This surge comes despite a 9% decline in global M&A, underscoring the region’s ability to adapt swiftly and sustain momentum through sovereign capital, ambitious reforms, and diversification into high-growth sectors.
While global dealmaking has been slowed by economic headwinds and tariff-linked challenges, the Middle East is charting its own course. Sovereign wealth funds, domestic investors and corporates are driving disciplined, mid-market transactions that are easier to finance, faster to execute, and directly aligned with national priorities around localisation, digital sovereignty, and economic diversification.
Romil Radia, Deals Markets Leader at PwC Middle East, commented: “The Middle East has continued to show resilience and ambition in the first half of 2025 with deal activity growth in contrast to the global decline in M&A volumes. The shift towards mid-market, high-impact deals shows a sharp focus on strategic assets that are easier to fund and align with national goals like localisation, economic diversification and building digital and green infrastructure.”
Technology, energy transition and healthcare continue to anchor regional M&A. Landmark transactions such as G42’s US$2.2bn acquisition of a 40% stake in Khazna Data Centers and Saudi Arabia’s US$100bn Project Transcendence AI commitment underscored the region’s ambition to lead in digital infrastructure and advanced technologies.

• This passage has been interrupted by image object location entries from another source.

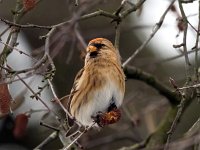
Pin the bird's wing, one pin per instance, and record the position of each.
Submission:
(74, 87)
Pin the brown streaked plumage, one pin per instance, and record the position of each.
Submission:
(99, 85)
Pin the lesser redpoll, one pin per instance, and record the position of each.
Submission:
(99, 87)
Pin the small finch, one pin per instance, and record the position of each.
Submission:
(99, 87)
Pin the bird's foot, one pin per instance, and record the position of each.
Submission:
(103, 119)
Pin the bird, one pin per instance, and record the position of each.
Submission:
(99, 87)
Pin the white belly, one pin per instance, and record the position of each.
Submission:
(100, 103)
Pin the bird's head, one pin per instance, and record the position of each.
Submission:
(99, 45)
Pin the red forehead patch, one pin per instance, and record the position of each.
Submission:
(97, 40)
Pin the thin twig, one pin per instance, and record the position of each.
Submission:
(86, 129)
(185, 23)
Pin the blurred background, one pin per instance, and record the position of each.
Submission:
(143, 106)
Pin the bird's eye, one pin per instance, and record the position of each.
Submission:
(98, 45)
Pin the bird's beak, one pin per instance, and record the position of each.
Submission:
(92, 49)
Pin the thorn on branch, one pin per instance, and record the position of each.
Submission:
(49, 126)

The report also highlights how sovereign-led investments in green hydrogen, sustainable transport, and renewable energy are accelerating decarbonisation and long-term growth. At the same time, consolidation in specialised healthcare is advancing localisation and expanding access to world-class care across the region.
The Middle East’s M&A market should continue to have some momentum where domestic and intra-regional transactions will continue to lead, while mid-sized deals provide the most practical path to growth in transformative sectors such as green energy, healthcare and digital infrastructure. Despite some market pressures, the region is well positioned to unlock new value, reshape industries, and strengthen its global influence in high-growth markets.